Quel que soit le résultat des élections, le prochain gouvernement turc sera confronté à un ensemble complexe de problèmes macroéconomiques.
En résumé
- La course entre le Président sortant, Recep Tayyip Erdogan, et le leader de l'opposition, Kemal Kilicdaroglu, est au coude à coude à quelques jours des prochaines élections en Turquie. La situation désastreuse de l'économie turque, exacerbée par les tremblements de terre de Février et la réponse politique qui en a découlé, alimente l'incertitude.
- Les chances que le résultat nécessite un second tour le 28 mai augmentent, tout comme les risques d'instabilité politique. Nous pensons que l'AKP du Président Erdogan restera le principal parti au Parlement, mais que le bloc d'opposition composé de six partis, « l’Alliance nationale », obtiendra probablement la majorité.
- Quelle que soit l'issue du scrutin, le prochain gouvernement aura fort à faire pour stabiliser une économie caractérisée par des taux d'intérêt bas, des mesures de relance budgétaire, la dépréciation de la monnaie, une inflation galopante et un réseau complexe de politiques macro-prudentielles peu orthodoxes. Nous pensons que la polarisation politique et les turbulences économiques resteront d'actualité cette année.

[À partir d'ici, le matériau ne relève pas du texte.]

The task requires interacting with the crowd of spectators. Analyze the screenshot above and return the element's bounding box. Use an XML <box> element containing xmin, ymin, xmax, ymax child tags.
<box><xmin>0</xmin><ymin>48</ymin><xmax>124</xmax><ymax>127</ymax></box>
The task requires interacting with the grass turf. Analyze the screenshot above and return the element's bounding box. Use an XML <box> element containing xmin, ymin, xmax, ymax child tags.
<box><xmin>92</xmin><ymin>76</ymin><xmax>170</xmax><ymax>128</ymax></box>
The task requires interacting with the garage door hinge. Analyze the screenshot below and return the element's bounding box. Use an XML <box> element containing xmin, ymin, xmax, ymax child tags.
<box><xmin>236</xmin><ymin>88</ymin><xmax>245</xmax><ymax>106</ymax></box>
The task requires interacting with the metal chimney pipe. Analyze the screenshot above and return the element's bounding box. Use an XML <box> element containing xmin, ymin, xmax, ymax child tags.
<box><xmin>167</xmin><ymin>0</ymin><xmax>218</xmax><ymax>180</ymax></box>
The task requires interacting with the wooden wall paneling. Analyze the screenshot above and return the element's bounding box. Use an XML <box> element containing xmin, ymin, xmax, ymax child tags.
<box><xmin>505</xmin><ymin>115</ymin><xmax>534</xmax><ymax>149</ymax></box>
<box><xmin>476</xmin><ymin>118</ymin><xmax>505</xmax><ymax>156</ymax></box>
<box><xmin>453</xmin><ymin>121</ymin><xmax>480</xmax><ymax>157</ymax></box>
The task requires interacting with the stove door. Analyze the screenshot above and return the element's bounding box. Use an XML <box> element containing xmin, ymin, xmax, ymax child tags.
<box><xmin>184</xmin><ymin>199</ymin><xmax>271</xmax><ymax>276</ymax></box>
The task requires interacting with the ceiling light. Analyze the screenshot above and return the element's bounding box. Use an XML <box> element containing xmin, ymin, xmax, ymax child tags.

À l'approche des élections générales, l'économie turque est aux prises avec une inflation élevée, une lire faible et l'impact des tremblements de terre qui ont eu lieu en Février dernier. Les prochaines élections pour la présidence et le parlement, le 14 mai, s'annoncent particulièrement serrées, ce qui pourrait donner lieu à des contestations devant les tribunaux, susceptibles de déclencher l'instabilité politique.
Le Parti de la justice et du développement (AKP) du Président Erdogan recueille environ 34% des voix, au 8 mai, selon PolitPro. Le Parti républicain du peuple (CHP), qui arrive en deuxième position, recueille un peu moins de 30% des voix. Les sondages indiquent que le bloc d'opposition (« Alliance nationale »), composé de six partis, est sur le point d'obtenir la majorité, mais rien n'est encore sûr. L'élection présidentielle devrait être une course serrée entre Erdogan et le principal candidat de l'opposition, Kemal Kilicdaroglu (CHP). Bien que Kilicdaroglu ait un léger avantage sur Erdogan - 49% contre 43% respectivement - les chances qu'il dépasse le seuil de 50% requis pour déclarer la victoire sont encore faibles. Cela nécessiterait un second tour de scrutin présidentiel le 28 mai.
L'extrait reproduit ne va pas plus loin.